Thursday, November 18, 2010

Learning Languages

A friend of mine, just posted what's below on her blog, and it so fully captivated a few things I've been thinking about:

About twice a week I’ll talk to my sister on the phone. And one of us will say, what’s new? And the other one will say, nothing. Oh, I bought that Anthropologie dress I was telling you about, the one with the blue flowers and the gorgeous neckline. And the first one will say, nice, have you worn it yet?

And that’s about how the conversation will go. Neither of us has any wildly exciting news. We don’t have anything we absolutely have to say. But that phone call, and hearing her voice on the other end of the phone, and telling her about the forgettable details of my life, those things are as important to me as telling her about the big stuff.
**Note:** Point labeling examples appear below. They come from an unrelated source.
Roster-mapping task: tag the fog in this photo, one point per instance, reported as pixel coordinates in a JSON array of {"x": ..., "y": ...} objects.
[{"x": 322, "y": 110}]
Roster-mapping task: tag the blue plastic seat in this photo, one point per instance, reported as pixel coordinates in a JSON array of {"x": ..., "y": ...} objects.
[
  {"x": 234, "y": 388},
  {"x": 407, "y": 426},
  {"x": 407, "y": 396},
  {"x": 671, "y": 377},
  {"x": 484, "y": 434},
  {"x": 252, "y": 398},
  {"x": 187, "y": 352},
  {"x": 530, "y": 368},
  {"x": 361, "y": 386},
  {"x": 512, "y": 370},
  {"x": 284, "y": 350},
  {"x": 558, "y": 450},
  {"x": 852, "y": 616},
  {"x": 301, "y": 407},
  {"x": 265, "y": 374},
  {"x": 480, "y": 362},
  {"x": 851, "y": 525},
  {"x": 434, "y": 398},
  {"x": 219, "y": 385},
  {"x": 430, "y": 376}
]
I do the same thing with my best friend. We’re online most of the day for most days, and usually we talk about the truly gripping details of our lives like, I have spaghetti squash leftovers for my lunch today and they’re not that great. Maybe I should heat them up more. It absolutely dumbfounds her husband how much we talk. And he knows us both, so that’s saying something.

I got to thinking about this after reading this lovely New York Times article about sisters. And as much as it’s true with my sister, I think there’s a bigger point here. It’s important to me, on a human level, to feel that I have a witness to my life. I think this is one of those fundamental basic needs. I need to feel that I connect to people and that they understand me. When we’re talking about dresses and lunch, we’re validating each other’s experiences of the world, even if it’s in an incredibly mundane way.


Like Hannah, I love details. I love to touch base throughout a day, to know how a meeting went, what's for snack, what unexpected thing popped up, what color the new throw pillows are, what the teacher said at parent-teacher conference, which restaurant for lunch, who was at happy hour, the next minute step in the decision process. For me, the details are intimate and visually connect me to someone I love, and the process of sharing them with me specifically (rather than on facebook or a blog) feels an affirmation, itself. And what a relief and gift it is to have someone to receive my own details -- to, yes, feel that someone is journeying closely along with me -- particularly in these years when I am alone with children so often -- and is witness to my life. In my language, details = love.

These days, though, I'm working to learn other languages because the fact is, of course, not everyone loves detail-sharing, nor is it always possible, or, hard for me to believe, even desired -- Ben for example could live happily with a select few details.

This is not revelation. This is not at all new. One of my best friends from college speaks an utterly different language than I do. This has always been the case. And yet, without fail, despite myself, I expect her to invite me into details and live in constant contact -- because she loves me, and in my little dictionary, that's what love looks like. And even though I know she's never communicated like that for long, I feel the shock of her silence every time.

When it happened this last time, I realized I need to coax my stubborn programmed heart into multilingual living, into allowing love, spoken even in an abrasive tongue, still to be love. And it's hard. My defenses fly up instantly and shout their interpretation -- difference = indifference. I'm trying to hear the clear thoughts beneath. My goddaughter, Madeleine, started French immersion kindergarten this year. Two months into it, she can already turn to the French word before the English; I am taking this as hope.